Saturday, January 15, 2005

Day 6

Just got back from a full day's worth of overdubbing work. For those unfamiliar with the studio process, overdubbing is when you go back over the basic tracks and put "keeper" versions of the scratch tracks on. So you replace the scratch guitar, put doubled parts on, and also start filling in some of the secondary parts. We (I) tend to be pretty overdub-heavy since there are usually a fair number of different parts for each track, so the shift to Pro Tools (and therefore away from the previous 24-track limit) has its benefits.

Did the more "rocking"-er songs today. It felt good to strap on a guitar and plug into an amp -- a lot of songs on this album are piano-driven, so I spent the majority of basic tracking sitting at the piano. It was a bit strange; I don't prefer one instrument or the other, really, but it was quite different than what i'd been used to. There's something really satisfying about standing in a room with a cranked amplifier, chugging out some power chords. It's satisfying in the same way that playing really good air guitar can be satisfying (RHYTHM air guitar, playing air lead guitar is lame).

More overdubs tomorrow. So far it looks like we're keeping up a pretty good pace. More to come...

Thursday, January 13, 2005

The first 5 days

And so, we come to our first day off.
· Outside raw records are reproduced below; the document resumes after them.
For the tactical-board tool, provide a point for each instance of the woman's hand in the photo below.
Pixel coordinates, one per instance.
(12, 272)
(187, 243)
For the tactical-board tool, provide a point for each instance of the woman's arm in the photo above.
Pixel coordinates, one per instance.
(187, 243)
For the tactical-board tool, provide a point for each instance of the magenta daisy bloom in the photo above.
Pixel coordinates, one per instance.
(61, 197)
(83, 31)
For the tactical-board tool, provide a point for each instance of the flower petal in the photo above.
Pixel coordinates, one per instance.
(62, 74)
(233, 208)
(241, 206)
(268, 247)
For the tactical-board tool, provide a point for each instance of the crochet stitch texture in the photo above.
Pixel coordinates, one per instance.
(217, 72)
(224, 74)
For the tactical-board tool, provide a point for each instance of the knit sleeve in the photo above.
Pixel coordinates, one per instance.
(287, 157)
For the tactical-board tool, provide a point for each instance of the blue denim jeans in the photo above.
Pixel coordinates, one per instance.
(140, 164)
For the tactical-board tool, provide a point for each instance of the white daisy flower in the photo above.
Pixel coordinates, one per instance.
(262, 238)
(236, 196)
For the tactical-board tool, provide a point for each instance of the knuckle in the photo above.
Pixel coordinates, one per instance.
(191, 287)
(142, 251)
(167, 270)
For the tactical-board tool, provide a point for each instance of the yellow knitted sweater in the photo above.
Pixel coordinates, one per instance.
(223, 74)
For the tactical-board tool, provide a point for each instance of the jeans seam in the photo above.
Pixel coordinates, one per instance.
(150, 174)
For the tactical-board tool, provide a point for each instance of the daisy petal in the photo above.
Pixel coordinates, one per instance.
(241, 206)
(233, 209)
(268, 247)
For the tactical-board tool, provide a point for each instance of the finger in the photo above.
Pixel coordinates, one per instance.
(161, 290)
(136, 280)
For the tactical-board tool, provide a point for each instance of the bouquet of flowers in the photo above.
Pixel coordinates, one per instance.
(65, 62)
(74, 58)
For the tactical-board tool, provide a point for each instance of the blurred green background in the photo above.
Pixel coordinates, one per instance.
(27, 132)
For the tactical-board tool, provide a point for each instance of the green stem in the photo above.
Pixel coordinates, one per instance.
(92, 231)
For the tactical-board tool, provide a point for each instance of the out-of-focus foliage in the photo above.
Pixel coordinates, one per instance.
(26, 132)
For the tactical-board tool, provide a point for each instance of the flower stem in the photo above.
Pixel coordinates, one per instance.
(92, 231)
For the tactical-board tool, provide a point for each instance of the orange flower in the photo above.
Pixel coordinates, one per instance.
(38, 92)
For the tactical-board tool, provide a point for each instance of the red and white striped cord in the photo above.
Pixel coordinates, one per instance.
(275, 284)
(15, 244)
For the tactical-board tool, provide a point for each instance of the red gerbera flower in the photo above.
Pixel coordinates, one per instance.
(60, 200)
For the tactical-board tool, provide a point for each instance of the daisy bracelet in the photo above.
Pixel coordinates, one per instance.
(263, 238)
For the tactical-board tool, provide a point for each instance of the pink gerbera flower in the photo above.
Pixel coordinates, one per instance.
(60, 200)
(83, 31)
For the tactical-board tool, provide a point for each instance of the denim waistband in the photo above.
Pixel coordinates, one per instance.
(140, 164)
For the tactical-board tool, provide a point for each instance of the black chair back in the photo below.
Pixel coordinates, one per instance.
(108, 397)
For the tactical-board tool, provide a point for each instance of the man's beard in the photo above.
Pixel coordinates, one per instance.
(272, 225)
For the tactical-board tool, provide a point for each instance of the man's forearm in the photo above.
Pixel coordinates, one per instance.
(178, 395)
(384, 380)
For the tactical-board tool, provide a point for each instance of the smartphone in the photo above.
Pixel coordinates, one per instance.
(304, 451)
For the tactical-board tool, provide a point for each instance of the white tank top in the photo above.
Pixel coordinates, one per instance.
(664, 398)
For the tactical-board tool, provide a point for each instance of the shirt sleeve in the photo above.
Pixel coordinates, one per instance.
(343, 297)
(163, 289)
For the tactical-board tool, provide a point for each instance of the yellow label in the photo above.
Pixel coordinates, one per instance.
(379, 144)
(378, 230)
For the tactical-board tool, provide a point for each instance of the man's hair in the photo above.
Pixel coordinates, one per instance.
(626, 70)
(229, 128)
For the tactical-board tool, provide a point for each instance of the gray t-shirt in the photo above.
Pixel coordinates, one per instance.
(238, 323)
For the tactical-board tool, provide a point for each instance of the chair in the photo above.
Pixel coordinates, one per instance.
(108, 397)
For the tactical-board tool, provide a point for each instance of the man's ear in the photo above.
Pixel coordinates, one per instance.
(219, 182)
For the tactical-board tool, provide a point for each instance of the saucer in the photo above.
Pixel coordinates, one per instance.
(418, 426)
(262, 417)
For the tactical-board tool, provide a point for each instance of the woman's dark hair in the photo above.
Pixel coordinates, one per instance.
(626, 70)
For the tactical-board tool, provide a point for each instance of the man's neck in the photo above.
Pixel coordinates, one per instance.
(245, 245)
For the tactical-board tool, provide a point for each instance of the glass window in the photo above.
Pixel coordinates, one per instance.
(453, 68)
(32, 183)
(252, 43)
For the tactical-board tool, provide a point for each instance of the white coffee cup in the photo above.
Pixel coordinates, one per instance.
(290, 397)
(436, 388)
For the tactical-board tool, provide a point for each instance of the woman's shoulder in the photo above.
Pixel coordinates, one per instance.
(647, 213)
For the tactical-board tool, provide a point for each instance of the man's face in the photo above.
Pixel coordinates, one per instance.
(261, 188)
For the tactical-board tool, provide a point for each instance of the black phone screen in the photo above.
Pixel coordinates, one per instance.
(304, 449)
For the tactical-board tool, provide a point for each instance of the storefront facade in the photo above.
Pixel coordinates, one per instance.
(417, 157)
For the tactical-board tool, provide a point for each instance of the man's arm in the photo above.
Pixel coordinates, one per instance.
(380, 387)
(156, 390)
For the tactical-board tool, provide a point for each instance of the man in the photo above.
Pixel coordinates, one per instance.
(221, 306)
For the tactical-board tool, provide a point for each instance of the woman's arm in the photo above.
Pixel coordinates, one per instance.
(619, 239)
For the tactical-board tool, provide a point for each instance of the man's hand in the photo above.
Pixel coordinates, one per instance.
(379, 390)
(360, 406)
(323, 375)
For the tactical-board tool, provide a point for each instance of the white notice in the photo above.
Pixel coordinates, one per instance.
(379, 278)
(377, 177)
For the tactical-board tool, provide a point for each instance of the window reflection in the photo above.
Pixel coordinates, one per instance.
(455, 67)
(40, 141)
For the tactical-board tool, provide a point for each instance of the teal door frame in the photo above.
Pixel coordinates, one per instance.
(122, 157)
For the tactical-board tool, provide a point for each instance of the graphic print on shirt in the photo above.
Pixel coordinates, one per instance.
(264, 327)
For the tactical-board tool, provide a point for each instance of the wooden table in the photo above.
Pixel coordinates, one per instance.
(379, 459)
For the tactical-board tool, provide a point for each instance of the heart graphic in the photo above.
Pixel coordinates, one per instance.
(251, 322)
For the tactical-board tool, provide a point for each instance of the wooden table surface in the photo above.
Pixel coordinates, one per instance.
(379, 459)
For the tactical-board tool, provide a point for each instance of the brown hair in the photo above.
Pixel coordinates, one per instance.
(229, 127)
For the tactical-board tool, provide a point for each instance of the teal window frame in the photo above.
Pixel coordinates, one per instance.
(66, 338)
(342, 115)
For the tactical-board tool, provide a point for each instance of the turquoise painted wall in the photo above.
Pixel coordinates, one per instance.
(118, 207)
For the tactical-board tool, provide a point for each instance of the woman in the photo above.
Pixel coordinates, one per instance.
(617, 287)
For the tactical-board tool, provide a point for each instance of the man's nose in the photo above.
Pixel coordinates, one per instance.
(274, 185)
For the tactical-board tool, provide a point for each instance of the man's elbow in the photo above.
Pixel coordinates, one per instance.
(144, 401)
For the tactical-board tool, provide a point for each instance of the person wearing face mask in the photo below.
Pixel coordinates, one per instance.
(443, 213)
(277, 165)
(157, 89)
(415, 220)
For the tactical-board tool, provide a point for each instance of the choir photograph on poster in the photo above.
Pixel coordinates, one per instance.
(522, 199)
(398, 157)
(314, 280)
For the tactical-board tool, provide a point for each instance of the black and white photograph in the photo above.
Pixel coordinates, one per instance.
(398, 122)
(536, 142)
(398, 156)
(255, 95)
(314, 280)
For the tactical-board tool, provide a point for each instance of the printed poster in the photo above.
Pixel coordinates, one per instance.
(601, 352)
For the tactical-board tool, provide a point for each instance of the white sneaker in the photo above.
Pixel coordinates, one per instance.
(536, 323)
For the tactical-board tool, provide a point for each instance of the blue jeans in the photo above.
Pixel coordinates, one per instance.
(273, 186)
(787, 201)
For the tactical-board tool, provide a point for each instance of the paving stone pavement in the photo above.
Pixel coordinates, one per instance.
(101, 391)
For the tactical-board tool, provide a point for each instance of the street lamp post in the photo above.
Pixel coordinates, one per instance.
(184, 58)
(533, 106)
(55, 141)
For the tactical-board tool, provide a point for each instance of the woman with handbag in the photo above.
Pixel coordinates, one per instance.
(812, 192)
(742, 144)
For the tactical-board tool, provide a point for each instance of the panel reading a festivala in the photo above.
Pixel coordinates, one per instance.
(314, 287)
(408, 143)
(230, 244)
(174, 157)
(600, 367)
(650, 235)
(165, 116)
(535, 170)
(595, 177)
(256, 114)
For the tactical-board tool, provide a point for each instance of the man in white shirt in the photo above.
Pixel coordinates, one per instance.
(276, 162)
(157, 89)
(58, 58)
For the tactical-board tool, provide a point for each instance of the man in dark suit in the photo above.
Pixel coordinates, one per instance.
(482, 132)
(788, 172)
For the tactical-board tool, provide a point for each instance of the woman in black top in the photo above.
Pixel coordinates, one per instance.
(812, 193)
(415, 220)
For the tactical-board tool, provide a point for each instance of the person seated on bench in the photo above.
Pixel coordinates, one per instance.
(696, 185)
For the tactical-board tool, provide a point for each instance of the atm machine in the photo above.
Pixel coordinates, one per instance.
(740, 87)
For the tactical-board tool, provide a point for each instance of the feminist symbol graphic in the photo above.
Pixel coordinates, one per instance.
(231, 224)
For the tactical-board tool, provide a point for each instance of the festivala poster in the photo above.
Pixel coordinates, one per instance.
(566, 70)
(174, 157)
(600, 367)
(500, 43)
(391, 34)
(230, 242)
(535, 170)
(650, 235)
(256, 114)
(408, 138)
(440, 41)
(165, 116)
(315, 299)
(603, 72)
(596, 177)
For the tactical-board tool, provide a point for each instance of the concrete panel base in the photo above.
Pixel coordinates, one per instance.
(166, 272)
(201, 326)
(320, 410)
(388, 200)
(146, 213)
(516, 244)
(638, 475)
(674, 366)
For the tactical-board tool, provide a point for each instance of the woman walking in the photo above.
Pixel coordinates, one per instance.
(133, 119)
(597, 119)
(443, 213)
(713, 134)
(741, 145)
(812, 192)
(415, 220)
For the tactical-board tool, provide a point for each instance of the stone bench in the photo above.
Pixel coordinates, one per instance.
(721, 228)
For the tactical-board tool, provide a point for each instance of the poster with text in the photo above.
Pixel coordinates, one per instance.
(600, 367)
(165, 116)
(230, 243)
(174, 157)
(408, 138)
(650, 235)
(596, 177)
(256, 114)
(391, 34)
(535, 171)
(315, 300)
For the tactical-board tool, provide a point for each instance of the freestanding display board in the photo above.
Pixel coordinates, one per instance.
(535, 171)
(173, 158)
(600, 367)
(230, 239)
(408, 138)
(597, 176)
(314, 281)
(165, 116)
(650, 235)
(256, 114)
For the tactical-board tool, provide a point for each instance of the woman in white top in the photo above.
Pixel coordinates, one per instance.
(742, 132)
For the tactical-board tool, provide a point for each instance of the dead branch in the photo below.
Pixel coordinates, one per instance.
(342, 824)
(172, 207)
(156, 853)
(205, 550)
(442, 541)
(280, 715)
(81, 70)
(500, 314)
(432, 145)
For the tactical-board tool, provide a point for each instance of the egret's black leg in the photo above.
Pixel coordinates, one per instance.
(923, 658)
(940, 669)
So far we've finished all the basic stuff (mostly drums, bass & piano) for 11 songs. That leaves two more that still need some work. We left the hardest songs for last, which made for some very productive days up front, but today was a little frustrating. I'm sure it'll come together, though. We've definitely made a lot of progress on the massive supply of beverages we brought to the studio on day one, which consisted of: 1 case of Coke, 1 case of Diet Pepsi, 1 case of Gatorade (assorted flavors), 1 case of Red Bull, 1 case of Henry's, 1 12-pack of Diet Squirt. Luckily for all of us, we're not even coming close to matching the heroic consumption of Coke that took place during the recording of King James Version. We should've gotten some kind of endorsement deal. Anyway, come Friday it's on to overdubs, which can be either really fun or mind-numbingly boring, depending on if it's your turn or not. Personally, I love overdubbing stuff because I can play in the control room and hear exactly what it's going to sound like as I play it, instead of listening through headphones, which always make me feel separated from everything else that's going on.